Thursday, October 25, 2012

Those pesky third acts: MacLeod's NIGHT SESSIONS

A recommendation on the Magazine of Fantasy and Science Fiction forum led me to order from the library Ken MacLeod's science fiction novel Night Sessions. Knowing nothing of the book at the outset, I enjoyed having no clue as to its direction in the early chapters, in which, in the near future, a future of space elevators and sentient robots, a preacher to robots meets with fellow religious conservatives; English police investigate the possible murder (by bomb) of a Catholic priest; and a nature preserve in New Zealand hosts both a creationist dinosaur display and refugee robots.

The book moves pretty quickly, and the writing is smart and interesting, so I flew through it. Though it seemed to have several possible directions it would take, the novel is largely a police procedural; unfortunately, our copper protagonist tends to be a step or two behind the reader at every point, so much of what transpires in the latter half of the book doesn't come as much of a surprise. Still, the plot does pull one along.

More compelling than the plot, though, are the novel's ideas and backstory. Whether you call them the Faith Wars or the Oil Wars, some tremendous conflict, centered at the biblically infamous plains of Megiddo, led to a clamp down on religious intensity in the U.S. and U.K. Churches still exist, but they have no part in public discourse; still, religious fundamentalism (of the Christian kind) continues to thrive in pockets. What MacLeod does well is provide credibility to characters who believe in a young Earth; they don't see themselves as anti-science, but as interpreting scientific data in a way biasing biblical rather than, say, Darwinian (or geologically commonsensical) conclusions. Another huge element in this world is the accidental sentience that's come to some of its robots, a sentience that has not only raised ethical problems but that has resulted in beings with their own existential and theological questions. MacLeod doesn't spend much time on this background material, letting us know what we need to know as the plot maintains pace. It's effectively done and leaves some areas to the imagination while also keeping us informed.

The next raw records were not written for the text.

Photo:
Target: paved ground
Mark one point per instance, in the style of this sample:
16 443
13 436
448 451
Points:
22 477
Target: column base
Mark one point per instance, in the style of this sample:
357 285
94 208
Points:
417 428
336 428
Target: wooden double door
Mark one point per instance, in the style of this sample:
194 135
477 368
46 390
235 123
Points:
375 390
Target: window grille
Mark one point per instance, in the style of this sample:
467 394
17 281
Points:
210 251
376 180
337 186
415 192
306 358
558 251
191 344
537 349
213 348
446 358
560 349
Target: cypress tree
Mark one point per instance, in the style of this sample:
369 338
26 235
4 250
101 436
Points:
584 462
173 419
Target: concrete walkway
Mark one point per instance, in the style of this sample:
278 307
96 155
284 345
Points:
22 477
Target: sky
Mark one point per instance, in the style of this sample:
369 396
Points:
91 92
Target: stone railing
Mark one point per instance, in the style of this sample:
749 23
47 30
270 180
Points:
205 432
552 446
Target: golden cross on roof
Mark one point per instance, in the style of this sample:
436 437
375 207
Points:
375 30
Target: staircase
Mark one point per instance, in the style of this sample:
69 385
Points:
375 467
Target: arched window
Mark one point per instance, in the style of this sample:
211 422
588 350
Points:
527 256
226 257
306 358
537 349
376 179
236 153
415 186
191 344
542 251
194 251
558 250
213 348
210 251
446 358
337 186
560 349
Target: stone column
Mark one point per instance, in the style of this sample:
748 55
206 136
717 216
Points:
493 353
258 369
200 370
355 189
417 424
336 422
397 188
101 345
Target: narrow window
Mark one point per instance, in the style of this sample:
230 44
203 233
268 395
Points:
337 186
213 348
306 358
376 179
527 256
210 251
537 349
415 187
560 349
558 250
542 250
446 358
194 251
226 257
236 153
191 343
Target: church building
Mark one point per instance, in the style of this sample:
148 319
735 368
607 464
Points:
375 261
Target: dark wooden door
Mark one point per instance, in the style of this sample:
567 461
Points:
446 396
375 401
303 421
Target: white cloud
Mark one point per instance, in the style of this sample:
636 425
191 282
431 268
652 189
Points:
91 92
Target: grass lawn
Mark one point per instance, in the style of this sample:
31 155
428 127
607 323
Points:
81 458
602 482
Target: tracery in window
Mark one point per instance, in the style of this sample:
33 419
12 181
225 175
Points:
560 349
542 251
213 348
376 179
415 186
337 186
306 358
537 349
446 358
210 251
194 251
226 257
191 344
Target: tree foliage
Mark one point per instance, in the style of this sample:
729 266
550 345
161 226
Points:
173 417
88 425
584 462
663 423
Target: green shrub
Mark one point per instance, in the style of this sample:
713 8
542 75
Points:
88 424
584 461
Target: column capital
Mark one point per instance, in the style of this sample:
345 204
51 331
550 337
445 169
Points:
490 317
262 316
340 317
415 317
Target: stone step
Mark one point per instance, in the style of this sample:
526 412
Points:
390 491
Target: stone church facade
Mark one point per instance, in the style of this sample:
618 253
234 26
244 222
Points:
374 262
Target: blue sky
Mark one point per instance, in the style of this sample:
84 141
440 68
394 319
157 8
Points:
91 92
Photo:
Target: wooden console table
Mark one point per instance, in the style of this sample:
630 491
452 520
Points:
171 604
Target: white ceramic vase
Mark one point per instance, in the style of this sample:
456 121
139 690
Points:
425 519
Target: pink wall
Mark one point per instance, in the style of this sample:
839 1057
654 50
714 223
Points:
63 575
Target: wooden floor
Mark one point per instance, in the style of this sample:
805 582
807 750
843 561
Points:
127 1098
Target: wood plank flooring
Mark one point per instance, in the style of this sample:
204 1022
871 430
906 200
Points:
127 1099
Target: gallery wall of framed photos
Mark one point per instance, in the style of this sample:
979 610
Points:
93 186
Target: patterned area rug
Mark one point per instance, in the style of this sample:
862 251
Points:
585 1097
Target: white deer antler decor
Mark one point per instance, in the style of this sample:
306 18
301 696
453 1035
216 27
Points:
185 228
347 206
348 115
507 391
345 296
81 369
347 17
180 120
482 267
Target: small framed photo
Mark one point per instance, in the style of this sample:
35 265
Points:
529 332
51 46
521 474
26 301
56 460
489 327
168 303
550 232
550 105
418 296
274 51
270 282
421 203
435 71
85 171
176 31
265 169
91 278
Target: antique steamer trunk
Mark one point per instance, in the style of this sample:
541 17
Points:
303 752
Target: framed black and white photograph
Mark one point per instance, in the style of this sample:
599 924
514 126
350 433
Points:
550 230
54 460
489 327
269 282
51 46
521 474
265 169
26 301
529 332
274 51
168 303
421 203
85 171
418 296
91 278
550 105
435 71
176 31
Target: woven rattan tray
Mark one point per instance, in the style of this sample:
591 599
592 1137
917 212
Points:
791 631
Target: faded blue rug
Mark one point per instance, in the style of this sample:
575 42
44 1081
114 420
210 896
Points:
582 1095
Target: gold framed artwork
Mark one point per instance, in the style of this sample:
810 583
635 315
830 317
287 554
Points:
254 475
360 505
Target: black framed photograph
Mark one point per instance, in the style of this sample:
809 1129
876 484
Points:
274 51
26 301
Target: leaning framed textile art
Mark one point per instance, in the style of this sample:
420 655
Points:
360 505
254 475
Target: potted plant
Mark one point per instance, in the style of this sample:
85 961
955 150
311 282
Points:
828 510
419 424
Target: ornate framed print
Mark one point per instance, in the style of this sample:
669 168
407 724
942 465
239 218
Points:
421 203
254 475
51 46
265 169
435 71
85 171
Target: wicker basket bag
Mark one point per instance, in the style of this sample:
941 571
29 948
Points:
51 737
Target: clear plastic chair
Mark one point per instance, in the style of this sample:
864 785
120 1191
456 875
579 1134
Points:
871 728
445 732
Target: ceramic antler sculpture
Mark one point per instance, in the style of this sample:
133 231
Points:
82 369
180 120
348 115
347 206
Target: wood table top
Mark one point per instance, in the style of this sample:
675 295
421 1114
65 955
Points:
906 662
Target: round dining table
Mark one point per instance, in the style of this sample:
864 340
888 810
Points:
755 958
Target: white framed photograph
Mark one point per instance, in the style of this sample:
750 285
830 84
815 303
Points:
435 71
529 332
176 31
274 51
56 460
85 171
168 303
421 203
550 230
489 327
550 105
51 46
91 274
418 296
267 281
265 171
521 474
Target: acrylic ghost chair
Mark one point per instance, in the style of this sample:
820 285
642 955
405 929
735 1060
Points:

The novel's conclusion ties all the aforementioned elements together, but without the attendant drama the resulting events require. Some of it's exciting, but the truly big moments end up feeling small.

The biggest let-down comes in an area that, for much of the book, is well done: the theology. One of the major players in the tale, a man who preaches to robots, experiences a last-minute realization about the nature of the Bible because another character points out a single biblical contradiction. Given that the guy works at a creationist playland, he'd have to be aware of the obvious contradictions and inherent problems in the two side-by-side Genesis creation accounts and, presumably, have worked out some kind of double-think or intellectually dishonest set of logical steps to deal with those problems—just as every other biblical literalist has to do. That a single contradiction in the texts, undermining the notion of Moses' authorship of the Torah, would have such a devastating effect is an oddly clunky way for MacLeod to overturn this fellow's convictions, and the reversal feels as pat (and flat) as the rest of the conclusion.

Nevertheless, I want to praise what MacLeod has done well (and I understand he has several fine books): the novel contains interesting characters (though the robots tend to have more personality than the humans), the writing is smart and enjoyable, and the tale is built on thoughtful premises. I recommend the writer, and, had the ending felt less rushed, I would heartily recommend the book, which I can only laud in part.